Добавить в цитаты Настройки чтения

Страница 74 из 88

Первая ночь, вторая, третья.

Казалось, что они — близнецы, приходили и уходили, растрепав ее всю, вывернув наизнанку, оставив без сил. И передумано столько. Но еще не о главном, не о Косте. Обходила стороной, как могла, но ночи приходили вновь, будто желая все узнать до конца о маленькой жалкой Людкиной душонке.

 

Костя…  Ее сын, ее гордость. Счастье. Единственное, безграничное. В нем она тонула, захлебывалась от материнской нежности, и снова тонула. Он был красивый, необыкновенно. С самых первых дней. И очень ласковый, особенно лет до пяти. Потом, конечно, стал требовать свободы, личного пространства. Но при этом всегда обнимал и говорил, что любит. И она отпускала, совсем на чуть-чуть, но отпускала. И радовалась его успехам, как своим, и надеялась, что сын никогда не станет похожим на Игоря. Потому и вкладывала в Костю все, что могла — знания, умения, жизненные принципы. Разрешала посещать все кружки, где хотел быть, помогала с уроками, всегда держала деньги в запасе на экскурсии и поездки. Все для него. Все. Разве можно теперь упрекать ее за эту безграничную материнскую любовь?

Только как оказалось, что для нее он вдруг стал единственным на свете? Тем самым, без которого невозможно ни дышать, ни жить. Где она, Люда, переступила эту тонкую незаметную грань? Ведь стоило хватиться сразу, как только ненависть оглушила тогда, еще в первый раз, когда Костик рассказывал о своей невесте.

Костя, ушел, вырвался птенчик из клетки. Из ее собственной, личной клетки. И правильно. Правильно, сын. Молодец, смог. Это она дура, всю жизнь сгубила.

 Сама. Свою.





А Катенька, ну что она, серая мышка, действительно, могла сделать там, на пожаре? Держать его, отчаянного, кричать, цепляться за штанину? Да, так могла бы мать, но любимая женщина должна смотреть на мужа, как на героя. И он пошел, герой. В огонь, напролом, без страха.

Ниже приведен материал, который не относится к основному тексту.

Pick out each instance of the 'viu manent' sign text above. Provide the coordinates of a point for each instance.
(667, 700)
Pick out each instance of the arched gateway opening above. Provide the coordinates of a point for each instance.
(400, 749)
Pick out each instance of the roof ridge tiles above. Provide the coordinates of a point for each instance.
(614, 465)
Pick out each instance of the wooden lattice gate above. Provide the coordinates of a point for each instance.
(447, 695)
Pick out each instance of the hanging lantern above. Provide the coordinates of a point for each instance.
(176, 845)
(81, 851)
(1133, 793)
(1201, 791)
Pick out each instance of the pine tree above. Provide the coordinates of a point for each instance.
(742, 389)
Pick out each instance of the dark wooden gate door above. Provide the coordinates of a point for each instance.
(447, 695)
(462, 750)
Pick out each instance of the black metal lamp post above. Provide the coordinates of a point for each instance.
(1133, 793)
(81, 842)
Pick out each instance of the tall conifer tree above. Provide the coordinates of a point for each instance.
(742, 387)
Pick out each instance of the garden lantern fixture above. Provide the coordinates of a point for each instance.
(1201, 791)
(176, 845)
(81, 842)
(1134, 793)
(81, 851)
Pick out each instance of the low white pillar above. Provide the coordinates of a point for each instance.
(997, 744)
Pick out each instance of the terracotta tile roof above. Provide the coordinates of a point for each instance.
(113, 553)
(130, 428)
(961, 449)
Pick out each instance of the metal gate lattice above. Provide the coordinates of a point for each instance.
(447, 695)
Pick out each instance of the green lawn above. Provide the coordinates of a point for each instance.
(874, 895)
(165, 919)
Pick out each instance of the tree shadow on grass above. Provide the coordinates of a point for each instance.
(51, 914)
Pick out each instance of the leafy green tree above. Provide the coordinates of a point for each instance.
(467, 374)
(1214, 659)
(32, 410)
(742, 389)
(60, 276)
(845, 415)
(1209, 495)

 Что же наделала она? Как так долго держала сына взаперти, что поступки его стали настолько отчаянными и безрассудными.

Горечь, кажется, того самого дыма, заполонила горло, зажгла глотку. Ни капли свежего воздуха, только лицо Игоря маячит перед глазами, снова ухмыляется злобно.

Еще несколько секунд мучаясь в агонии, наконец-то догадалась склониться, свеситься с кровати. Сколько раз ее вырвало, сбилась со счета, но внутри, наверное, не осталось совершенно ничего.

Господи, как же стыдно. За беспомощность свою. За жизнь свою, никчемную.